Vanilagy / webm-muxer

WebM multiplexer in pure TypeScript with support for WebCodecs API, video & audio.
https://vanilagy.github.io/webm-muxer/demo
MIT License
197 stars 12 forks source link

Support multiple audio tracks #36

Closed yume-chan closed 1 month ago

yume-chan commented 3 months ago

Maybe it's only me who need this, so I'm OK if this PR is not accepted.

I added support for multiple audio tracks, including:

  1. User defined audio track numbers/IDs.
  2. User defined audio track names.
  3. Changes to the chunk sorting algorithm to support any number of tracks.

With 3. it's trivial to also support multiple video tracks, but I really don't know who needs that...

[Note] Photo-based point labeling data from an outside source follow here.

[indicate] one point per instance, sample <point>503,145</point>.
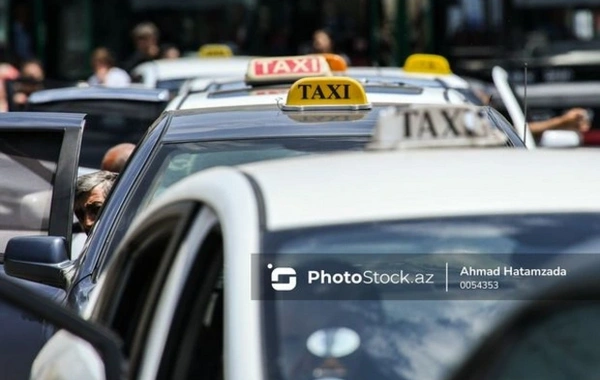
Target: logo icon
<point>279,277</point>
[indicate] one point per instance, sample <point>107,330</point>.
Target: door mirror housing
<point>96,348</point>
<point>560,139</point>
<point>41,259</point>
<point>553,337</point>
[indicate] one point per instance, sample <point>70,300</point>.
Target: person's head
<point>170,52</point>
<point>145,36</point>
<point>90,195</point>
<point>322,42</point>
<point>32,69</point>
<point>102,58</point>
<point>116,157</point>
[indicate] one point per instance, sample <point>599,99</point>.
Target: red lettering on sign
<point>287,66</point>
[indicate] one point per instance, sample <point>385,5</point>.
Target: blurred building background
<point>62,33</point>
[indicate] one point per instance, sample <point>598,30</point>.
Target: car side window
<point>194,349</point>
<point>133,285</point>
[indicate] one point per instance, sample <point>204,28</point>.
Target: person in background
<point>169,51</point>
<point>145,37</point>
<point>116,157</point>
<point>323,43</point>
<point>105,72</point>
<point>7,73</point>
<point>90,194</point>
<point>31,79</point>
<point>576,119</point>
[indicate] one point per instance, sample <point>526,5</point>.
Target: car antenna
<point>525,106</point>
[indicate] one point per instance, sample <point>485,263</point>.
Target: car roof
<point>264,121</point>
<point>41,119</point>
<point>427,96</point>
<point>449,80</point>
<point>191,67</point>
<point>365,186</point>
<point>99,93</point>
<point>358,187</point>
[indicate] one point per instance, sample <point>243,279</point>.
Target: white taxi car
<point>170,74</point>
<point>258,271</point>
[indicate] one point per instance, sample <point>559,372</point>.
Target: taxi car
<point>232,247</point>
<point>183,142</point>
<point>212,61</point>
<point>419,70</point>
<point>38,155</point>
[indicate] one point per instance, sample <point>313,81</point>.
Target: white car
<point>170,74</point>
<point>259,271</point>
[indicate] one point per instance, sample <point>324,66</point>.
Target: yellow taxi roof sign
<point>215,51</point>
<point>336,62</point>
<point>286,69</point>
<point>336,93</point>
<point>427,64</point>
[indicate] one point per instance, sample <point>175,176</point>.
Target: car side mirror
<point>560,139</point>
<point>96,349</point>
<point>41,259</point>
<point>553,337</point>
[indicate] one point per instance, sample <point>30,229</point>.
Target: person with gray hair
<point>90,194</point>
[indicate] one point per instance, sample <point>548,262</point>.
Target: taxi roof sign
<point>215,51</point>
<point>286,69</point>
<point>427,64</point>
<point>326,93</point>
<point>435,126</point>
<point>335,61</point>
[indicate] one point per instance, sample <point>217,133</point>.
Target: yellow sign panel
<point>215,51</point>
<point>427,64</point>
<point>327,92</point>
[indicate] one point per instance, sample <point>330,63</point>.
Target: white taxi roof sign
<point>326,93</point>
<point>435,126</point>
<point>336,62</point>
<point>215,51</point>
<point>286,69</point>
<point>427,64</point>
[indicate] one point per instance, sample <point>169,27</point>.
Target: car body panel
<point>153,72</point>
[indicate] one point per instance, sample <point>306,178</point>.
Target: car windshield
<point>176,161</point>
<point>382,335</point>
<point>108,122</point>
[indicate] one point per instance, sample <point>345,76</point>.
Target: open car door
<point>39,154</point>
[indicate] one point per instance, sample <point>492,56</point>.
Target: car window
<point>108,123</point>
<point>175,161</point>
<point>29,171</point>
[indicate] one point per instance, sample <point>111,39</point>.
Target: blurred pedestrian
<point>116,157</point>
<point>90,194</point>
<point>575,119</point>
<point>31,79</point>
<point>7,73</point>
<point>105,72</point>
<point>145,37</point>
<point>170,51</point>
<point>322,42</point>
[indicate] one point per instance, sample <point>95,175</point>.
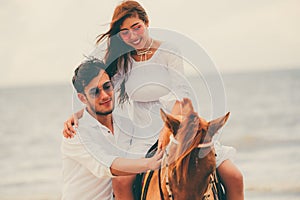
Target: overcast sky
<point>43,41</point>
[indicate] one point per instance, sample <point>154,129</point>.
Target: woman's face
<point>134,32</point>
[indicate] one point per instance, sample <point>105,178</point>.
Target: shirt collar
<point>87,118</point>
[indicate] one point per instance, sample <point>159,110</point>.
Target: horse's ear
<point>215,125</point>
<point>171,122</point>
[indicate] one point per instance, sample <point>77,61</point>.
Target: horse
<point>189,167</point>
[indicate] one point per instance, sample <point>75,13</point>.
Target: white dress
<point>151,85</point>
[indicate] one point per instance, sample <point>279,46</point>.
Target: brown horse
<point>188,168</point>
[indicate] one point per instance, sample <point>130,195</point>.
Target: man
<point>91,157</point>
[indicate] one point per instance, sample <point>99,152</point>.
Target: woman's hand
<point>155,161</point>
<point>69,131</point>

My biggest concern is that the API change makes it harder to use for users who only need one audio track, because they need to always specify audio track numbers (in options and in addAudioChunk). Maybe:

Vanilagy commented 3 months ago

This is lovely, thanks for the PR! I knew multiple tracks were coming, especially with audio, since this is often used for multiple languages in movies, but I'm sure there are other uses for it too. Perhaps multiple video tracks are also useful for the same reason - as a kid, I watched a lot of Pixar movies, and they would translate on-screen text (like a book) into the selected audio language.

Anyhow, I'll of course have to read through this PR more thoroughly and test it (I only skimmed over the code for now, but looks promising), but I wouldn't be opposed to adding this feature.

You recognized that the biggest challenge here is likely the API. Let me ramble about this: For a longer time, I have been toying with the idea of creating a more "meta" library that uses my muxers under the hood. Thing FFmpeg but without FFmpeg, only WebCodecs. "Meta" in the sense that it also takes away the effort of having to set up encoders manually, but you can give it a canvas, webcam stream, microphone stream, audio file, whatever, directly, since I see a lot of people in Issues struggling with WebCodecs usage issues instead of library issues.

If I did this, I'd probably switch from an "object configuration"-style API to a more programmatic one, where you'd call methods like .addVideoTrack on the muxer. This API change would then effortlessly support multiple tracks of any media, be it audio, video, or even subtitles. And then adding chunks would be a method on the track, not on the muxer, making the associating unambiguous. The question is if it's worth changing to that API or if I should keep it somewhat backwards compatible. I personally don't mind breaking things, since people can just stay on the old version, and migrating wouldn't take long anyway. So, I need to see!

yume-chan commented 3 months ago

since this is often used for multiple languages in movies,

I considered that, but IMO the possibility to produce a multi-language video in browsers is pretty low.

This use case also needs the language element, I can add that.

but I'm sure there are other uses for it too

In my case, I want to record desktop audio and microphones (maybe multiple microphones, if the device has them) at the same time, and into separated audio tracks (for editing later).

With multiple video tracks, it can record a whole video conference, with each speaker's camera and microphone separated into their own tracks.

where you'd call methods like .addVideoTrack on the muxer.

I like this design. Actually, the code in my project already uses a wrapper that creates individual track objects for adding chunks to them. I think it very similar to what you are talking. I think it can also allocate track numbers automatically.

This design also doesn't make using only one video and one audio tracks more complex.

I think Matroska doesn't allows adding tracks after starting, so it might need a start method to write tracks?

Vanilagy commented 3 months ago

Gonna take a while 'til I properly get to this PR, so feel free to use your own fork or something in the meantime so you're not blocked building whatever you need to build.

Vanilagy commented 1 month ago

I think I'll close this PR for now. I think the general idea is good, it's just that I would use a different API for it which would fundamentally change the entire API of this library. Since I like to keep mp4-muxer in sync with this library API-wise, I'd also need to adjust that lib. Since I have plans to unite the two in the future anyways, I will implement multiple tracks then. In which case I'll use your implements efforts here as reference!

Again, feel free to run your own fork until then, nothing wrong with that.